Saturday, January 17, 2009

The day after

Appropriate street art in Florentin

With any luck, the government will declare a unilateral cease-fire this evening and the fighting (or at least the worst of it) will be over. Apparently Israel has enough guarantees, from the Egyptians, the Americans and others to be able to call it a day and declare a victory of sorts. If all goes according to plan, the residents of southern Israel can at last look forward to not being shelled for a while, while on the Egyptian side of the Gaza-Egypt border and even further afield, steps will be put in place to prevent the Hamas from re-arming.

If that indeed happens the Israeli public, which has overwhelmingly supported this war, will be satisfied (for a while) and the politicians can go back to running for the elections (set for Feb 10). Moreover, the prevalent Israeli notion that every once in a while the country has to "go crazy" and show the neighbours that we are just as barbaric as they, will have been validated yet again. Public opinion will move to the right andd despite not leading the country in war, Netanyahu has an excellent chance of becoming the next Prime Minister.

Israeli shells explode near the border. Officers admitted that the operation was "very violent".

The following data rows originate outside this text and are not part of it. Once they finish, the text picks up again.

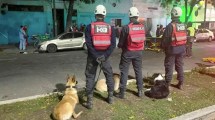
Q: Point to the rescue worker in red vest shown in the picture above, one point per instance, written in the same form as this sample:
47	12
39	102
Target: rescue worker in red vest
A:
131	42
174	45
101	41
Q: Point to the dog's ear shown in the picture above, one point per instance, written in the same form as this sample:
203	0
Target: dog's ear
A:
73	79
67	78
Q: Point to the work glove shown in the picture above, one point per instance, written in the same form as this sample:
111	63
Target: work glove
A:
100	59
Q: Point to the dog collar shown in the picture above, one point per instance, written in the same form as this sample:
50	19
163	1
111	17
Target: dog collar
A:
70	87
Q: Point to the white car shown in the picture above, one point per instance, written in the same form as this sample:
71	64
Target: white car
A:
64	41
204	34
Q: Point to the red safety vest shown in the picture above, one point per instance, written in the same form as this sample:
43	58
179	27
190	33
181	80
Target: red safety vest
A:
101	35
136	37
179	35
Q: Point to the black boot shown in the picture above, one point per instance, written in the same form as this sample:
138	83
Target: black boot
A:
168	83
89	103
121	94
179	85
140	93
110	97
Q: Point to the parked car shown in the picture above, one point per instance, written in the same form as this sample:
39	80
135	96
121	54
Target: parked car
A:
64	41
204	34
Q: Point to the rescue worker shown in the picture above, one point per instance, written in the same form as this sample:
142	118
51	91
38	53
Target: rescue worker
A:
174	44
131	42
101	41
190	40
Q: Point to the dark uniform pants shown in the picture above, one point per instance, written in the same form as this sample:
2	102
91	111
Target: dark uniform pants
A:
126	58
170	60
90	73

But once the dust has settled on the shell-shocked, bloodied and miserable residents of Gaza and the extent of the damage casued by the army's no-holds-barred invasion is exposed for all to see (even in Israel), other consequences will come into play.

One is that (thanks to death and destruction already exposed) Israeli public opinion will be almost completely isolated and with Obama swearing in as Pres on Tuesday, international public opinion will be more bent than ever on finding a "solution" to the Israeli-Palestinian conflict. We (and the Palestinians) can hopefully expect lots more pressure - and about time too.

Another, is that Israel did not topple the Hamas leadership. Hence, Hamas, however bruised and battered, will still be in power in Gaza. The surviving population has not gone away either. Operation Cast Lead might stop the rockets for as while but it's not going to stop the problem known as Gaza. If, until now Israel's approach has been to squeeze the Gazans dry in the hope that they will revolt against the Hamas leadership then the war has finally proved this to be a fallacy. Now, more than ever, the people of Gaza will hate Israel (and those, like the Palestinian Authority, perceived as helping Israel) more than they hate the Hamas.

In short, we still need to deal with Gaza and Gaza certainly needs to deal with us. If the armed threat is more or less removed, isn't it time for a radical rethink in which, at least, the civilian population is not held ransom for the sins of its leaders? If we decided not to topple Hamas by military means, there is clearly no way it can be done by economic ones. The war was caused at least partly by this seige and the time has come to stop it. The border crossings should be opened wide to allow the people of Gaza to slowly reconstruct their lives. And that could be the beginning of a new equation : an international ban on arms going into Gaza but international safeguards for ensuring that everything else gets in. Demonizing everyone in Gaza is not the way.

There are some who say that the war has also put an end to a two state solution. Gaza lies in ruins but has survived as an "independent" Hamas entity; the Palestinians are still internally divided; the Arab League is considering withdrawing its peace plan; Abu Mazen has been weakened in Ramallah while in Israel there will be less political will than ever to dismantle settlements. Obama would indeed have be the Obamessiah to turn all this into a more positive scenario.